A recent cyber attack by the notorious Russian nation-state actor Midnight Blizzard has targeted European diplomats using a sophisticated phishing lure disguised as invitations to wine tasting events. The campaign, which has focused on Ministries of Foreign Affairs and embassies in multiple European countries, aims to infect victims with a new variant of the modular backdoor Wineloader.

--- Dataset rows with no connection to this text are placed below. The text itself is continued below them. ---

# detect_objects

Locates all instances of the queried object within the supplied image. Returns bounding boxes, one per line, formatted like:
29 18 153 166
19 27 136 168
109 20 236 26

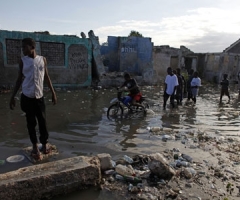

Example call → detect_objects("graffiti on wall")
6 39 22 65
68 44 88 82
121 45 136 53
68 44 88 70
40 42 65 66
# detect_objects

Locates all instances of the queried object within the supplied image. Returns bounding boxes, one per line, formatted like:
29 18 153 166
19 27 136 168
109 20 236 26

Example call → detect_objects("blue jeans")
123 96 132 106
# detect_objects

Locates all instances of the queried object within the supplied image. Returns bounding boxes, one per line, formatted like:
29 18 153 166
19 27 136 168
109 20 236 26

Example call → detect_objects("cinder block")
0 156 101 200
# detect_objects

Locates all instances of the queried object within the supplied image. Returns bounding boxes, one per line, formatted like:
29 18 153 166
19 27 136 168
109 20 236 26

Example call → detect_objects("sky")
0 0 240 53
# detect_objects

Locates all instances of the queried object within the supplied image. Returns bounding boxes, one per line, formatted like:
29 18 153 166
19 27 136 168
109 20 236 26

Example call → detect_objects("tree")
128 30 143 37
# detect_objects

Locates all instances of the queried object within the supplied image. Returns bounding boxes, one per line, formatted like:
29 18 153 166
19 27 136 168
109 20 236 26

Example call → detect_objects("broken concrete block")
148 153 175 180
0 156 101 200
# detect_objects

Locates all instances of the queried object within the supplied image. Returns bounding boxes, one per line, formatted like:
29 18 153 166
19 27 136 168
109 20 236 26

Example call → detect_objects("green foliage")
128 30 143 37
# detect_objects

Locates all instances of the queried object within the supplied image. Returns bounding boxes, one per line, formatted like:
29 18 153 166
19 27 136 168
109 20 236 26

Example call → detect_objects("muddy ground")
0 84 240 200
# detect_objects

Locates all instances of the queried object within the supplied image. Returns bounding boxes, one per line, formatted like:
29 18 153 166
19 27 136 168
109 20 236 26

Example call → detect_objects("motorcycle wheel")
107 103 123 120
129 105 146 118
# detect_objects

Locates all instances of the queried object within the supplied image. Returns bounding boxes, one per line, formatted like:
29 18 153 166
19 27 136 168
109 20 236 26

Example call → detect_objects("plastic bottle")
115 164 135 176
150 127 161 132
182 154 193 162
123 176 142 183
180 161 190 167
115 174 124 180
123 155 133 164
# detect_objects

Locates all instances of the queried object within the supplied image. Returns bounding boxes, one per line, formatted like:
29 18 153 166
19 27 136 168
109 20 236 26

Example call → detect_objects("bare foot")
31 144 41 160
41 144 51 154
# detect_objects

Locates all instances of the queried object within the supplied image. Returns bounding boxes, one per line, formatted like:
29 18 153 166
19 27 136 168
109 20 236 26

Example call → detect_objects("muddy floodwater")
0 84 240 200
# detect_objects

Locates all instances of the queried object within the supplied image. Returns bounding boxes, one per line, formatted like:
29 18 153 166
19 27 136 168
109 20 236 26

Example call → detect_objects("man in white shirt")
163 67 178 109
10 38 57 160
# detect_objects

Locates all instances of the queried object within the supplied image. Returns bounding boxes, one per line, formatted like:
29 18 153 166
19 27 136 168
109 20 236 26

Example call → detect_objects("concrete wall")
204 53 240 82
0 30 92 87
101 36 153 81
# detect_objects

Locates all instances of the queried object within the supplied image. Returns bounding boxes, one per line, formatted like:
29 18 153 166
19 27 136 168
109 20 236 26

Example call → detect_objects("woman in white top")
191 72 201 103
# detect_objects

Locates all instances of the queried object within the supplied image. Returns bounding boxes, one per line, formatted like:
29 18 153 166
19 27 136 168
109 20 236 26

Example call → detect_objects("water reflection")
0 86 240 177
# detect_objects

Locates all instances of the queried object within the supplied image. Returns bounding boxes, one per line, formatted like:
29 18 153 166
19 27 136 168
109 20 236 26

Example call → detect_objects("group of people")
10 38 230 159
163 67 201 109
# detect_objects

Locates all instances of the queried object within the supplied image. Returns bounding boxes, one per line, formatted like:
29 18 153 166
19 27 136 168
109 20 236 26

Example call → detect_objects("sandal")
31 151 42 161
40 146 52 154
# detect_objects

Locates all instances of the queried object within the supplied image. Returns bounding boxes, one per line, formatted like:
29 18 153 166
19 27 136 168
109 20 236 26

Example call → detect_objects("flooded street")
0 85 240 199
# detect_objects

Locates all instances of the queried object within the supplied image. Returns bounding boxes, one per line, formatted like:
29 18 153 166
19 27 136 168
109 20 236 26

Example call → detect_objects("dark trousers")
21 94 48 144
163 92 174 108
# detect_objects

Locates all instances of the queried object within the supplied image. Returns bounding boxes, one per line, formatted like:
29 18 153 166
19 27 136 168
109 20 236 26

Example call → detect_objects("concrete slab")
23 143 59 164
0 156 101 200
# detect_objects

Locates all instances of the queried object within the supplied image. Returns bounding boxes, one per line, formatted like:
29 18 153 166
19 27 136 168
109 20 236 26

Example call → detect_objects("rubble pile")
98 127 240 200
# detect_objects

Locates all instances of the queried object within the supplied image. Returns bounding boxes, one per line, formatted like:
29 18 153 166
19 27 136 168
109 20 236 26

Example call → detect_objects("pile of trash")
101 148 240 200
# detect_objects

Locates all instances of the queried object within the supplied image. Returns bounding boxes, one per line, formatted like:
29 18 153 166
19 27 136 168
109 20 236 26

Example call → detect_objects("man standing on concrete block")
10 38 57 160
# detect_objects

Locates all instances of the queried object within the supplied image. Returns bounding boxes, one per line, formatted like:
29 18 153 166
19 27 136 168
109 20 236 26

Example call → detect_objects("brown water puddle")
0 86 240 199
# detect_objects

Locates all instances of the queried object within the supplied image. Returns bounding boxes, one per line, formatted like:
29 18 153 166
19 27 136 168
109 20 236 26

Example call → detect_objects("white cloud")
96 8 240 51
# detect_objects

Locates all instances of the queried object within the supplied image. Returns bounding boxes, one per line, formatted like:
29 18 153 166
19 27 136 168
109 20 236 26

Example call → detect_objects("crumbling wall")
0 31 92 87
204 53 240 83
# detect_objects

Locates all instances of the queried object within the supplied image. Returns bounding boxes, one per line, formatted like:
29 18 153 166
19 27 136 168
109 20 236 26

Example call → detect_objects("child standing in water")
191 72 201 103
220 74 230 103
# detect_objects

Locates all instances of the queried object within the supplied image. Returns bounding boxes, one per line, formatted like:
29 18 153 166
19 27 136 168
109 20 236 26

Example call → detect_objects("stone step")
0 156 101 200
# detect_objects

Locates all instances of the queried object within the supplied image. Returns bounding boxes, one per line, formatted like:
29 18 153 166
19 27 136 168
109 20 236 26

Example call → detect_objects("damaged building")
0 30 240 87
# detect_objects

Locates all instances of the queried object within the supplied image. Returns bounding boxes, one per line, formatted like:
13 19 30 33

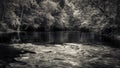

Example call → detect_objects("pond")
0 31 102 44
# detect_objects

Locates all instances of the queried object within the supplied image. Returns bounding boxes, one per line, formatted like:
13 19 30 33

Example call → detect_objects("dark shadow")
0 44 34 68
102 35 120 48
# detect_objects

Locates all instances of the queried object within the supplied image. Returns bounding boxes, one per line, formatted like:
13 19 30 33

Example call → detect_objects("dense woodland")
0 0 120 33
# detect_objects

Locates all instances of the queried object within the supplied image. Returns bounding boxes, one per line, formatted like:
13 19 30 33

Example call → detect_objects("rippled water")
0 31 101 44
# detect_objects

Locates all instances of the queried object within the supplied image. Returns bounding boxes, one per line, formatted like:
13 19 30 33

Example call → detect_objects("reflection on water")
0 31 101 44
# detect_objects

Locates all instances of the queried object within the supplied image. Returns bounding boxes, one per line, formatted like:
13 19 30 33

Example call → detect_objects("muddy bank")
2 43 120 68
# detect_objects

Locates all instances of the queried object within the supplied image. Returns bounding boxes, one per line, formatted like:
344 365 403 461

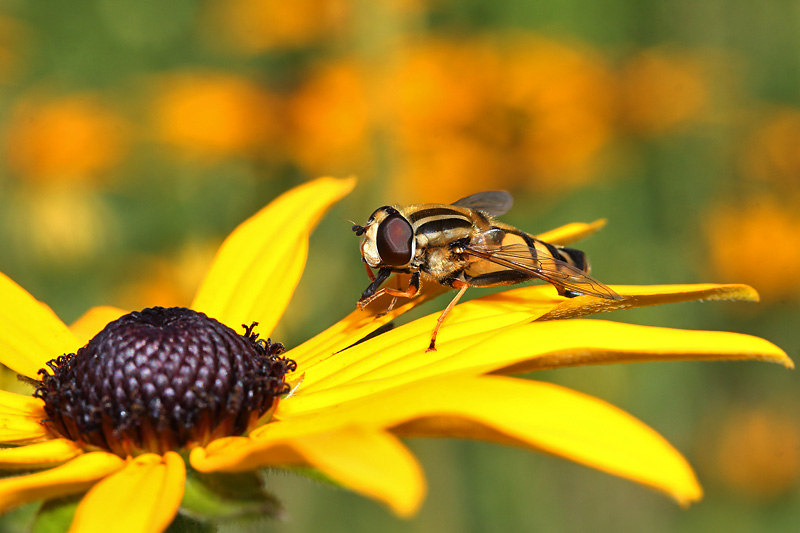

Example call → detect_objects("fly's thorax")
407 204 477 248
422 246 468 283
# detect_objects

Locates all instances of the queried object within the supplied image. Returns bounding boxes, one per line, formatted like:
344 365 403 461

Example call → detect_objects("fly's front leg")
425 280 470 353
357 269 419 317
364 261 375 281
356 263 392 309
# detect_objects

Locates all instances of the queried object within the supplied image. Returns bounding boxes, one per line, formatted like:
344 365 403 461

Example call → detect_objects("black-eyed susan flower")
0 179 792 531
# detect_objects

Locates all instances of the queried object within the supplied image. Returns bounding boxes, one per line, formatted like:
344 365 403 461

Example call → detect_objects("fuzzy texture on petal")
0 439 83 470
0 272 79 379
70 452 186 533
275 316 793 412
0 390 50 444
191 423 425 516
0 452 125 512
192 178 355 338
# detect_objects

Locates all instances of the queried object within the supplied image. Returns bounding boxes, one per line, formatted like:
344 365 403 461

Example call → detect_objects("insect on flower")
352 191 622 351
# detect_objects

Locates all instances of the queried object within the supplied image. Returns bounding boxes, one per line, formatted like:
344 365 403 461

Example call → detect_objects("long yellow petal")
69 306 128 346
0 452 125 512
70 452 186 533
536 283 758 320
0 439 83 470
0 390 50 444
191 425 425 516
275 319 793 419
536 218 606 246
390 377 702 505
192 178 355 338
262 376 701 503
0 272 79 378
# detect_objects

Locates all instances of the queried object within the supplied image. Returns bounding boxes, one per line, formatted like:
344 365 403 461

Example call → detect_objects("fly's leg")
356 272 419 316
425 281 469 353
364 261 375 281
375 276 404 318
555 285 583 298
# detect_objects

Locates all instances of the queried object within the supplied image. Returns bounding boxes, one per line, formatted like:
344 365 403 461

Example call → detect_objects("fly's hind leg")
425 281 470 352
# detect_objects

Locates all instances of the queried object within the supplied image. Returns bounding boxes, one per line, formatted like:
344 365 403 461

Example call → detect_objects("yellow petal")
286 276 449 366
275 317 793 419
0 390 50 444
262 376 701 503
0 439 83 469
69 306 128 346
0 272 79 378
192 178 355 338
191 425 425 516
536 218 606 246
390 377 702 505
536 283 758 320
0 452 125 512
70 452 186 533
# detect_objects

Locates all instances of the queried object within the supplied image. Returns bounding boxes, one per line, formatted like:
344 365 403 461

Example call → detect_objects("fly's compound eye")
375 214 414 266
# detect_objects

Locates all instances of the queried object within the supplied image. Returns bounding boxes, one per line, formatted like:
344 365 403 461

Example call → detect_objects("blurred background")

According to researchers at Check Point, the attackers behind this campaign use emails with malicious links to deploy a newly discovered loader called Grapeloader. Once the Grapeloader is activated, it ultimately leads to the installation of the Wineloader backdoor, designed to collect sensitive information from compromised devices to aid in espionage operations. This information includes IP addresses, process names, Windows usernames, machine names, process IDs, and privilege levels.
Midnight Blizzard, also known as Cozy Bear and APT29, is an advanced persistent threat (APT) group associated with Russia’s foreign intelligence service (SVR). The group is known for its expertise in espionage and intelligence gathering activities targeting governments and critical industries. Previous campaigns by Midnight Blizzard have also targeted diplomats, using similar tactics to infiltrate their systems.
The phishing emails in this campaign impersonate specific individuals within the mimicked Ministries of Foreign Affairs, originating from domains like bakenhof.com and silry.com. The emails typically revolve around themes of wine-tasting events and contain malicious links that, when clicked, initiate the download of a file named wine.zip. In cases where the initial attempt is unsuccessful, additional waves of emails are sent to lure the victims into clicking the link.
Upon clicking the link, the wine.zip file runs three files, including a heavily obfuscated DLL named ppcore.dll, which acts as a loader known as Grapeloader. This malware establishes persistence on the infected device by modifying the Windows registry and ensures that the malicious payload (in this case, Wineloader) is executed every time the system reboots.
Grapeloader, a newly observed tool in this campaign, plays a crucial role in the initial stages of the attack by fingerprinting the environment, establishing persistence, and retrieving the next-stage payload. It employs various anti-analysis techniques to evade detection, such as string obfuscation and runtime API resolving.
The latest version of Wineloader deployed in this campaign has evolved from previous iterations, refining its techniques to include advanced stealth and evasion mechanisms. This new variant gathers information about the infected machine before sending it to a command and control server, complicating detection efforts and making it harder to identify and mitigate the attack.
The researchers concluded that the links between Grapeloader and Wineloader suggest that Wineloader is likely delivered in later stages of the attack. The evolving tactics and techniques used by Midnight Blizzard highlight the persistent threat posed by state-sponsored cyber espionage groups and the importance of robust cybersecurity measures to protect against such attacks.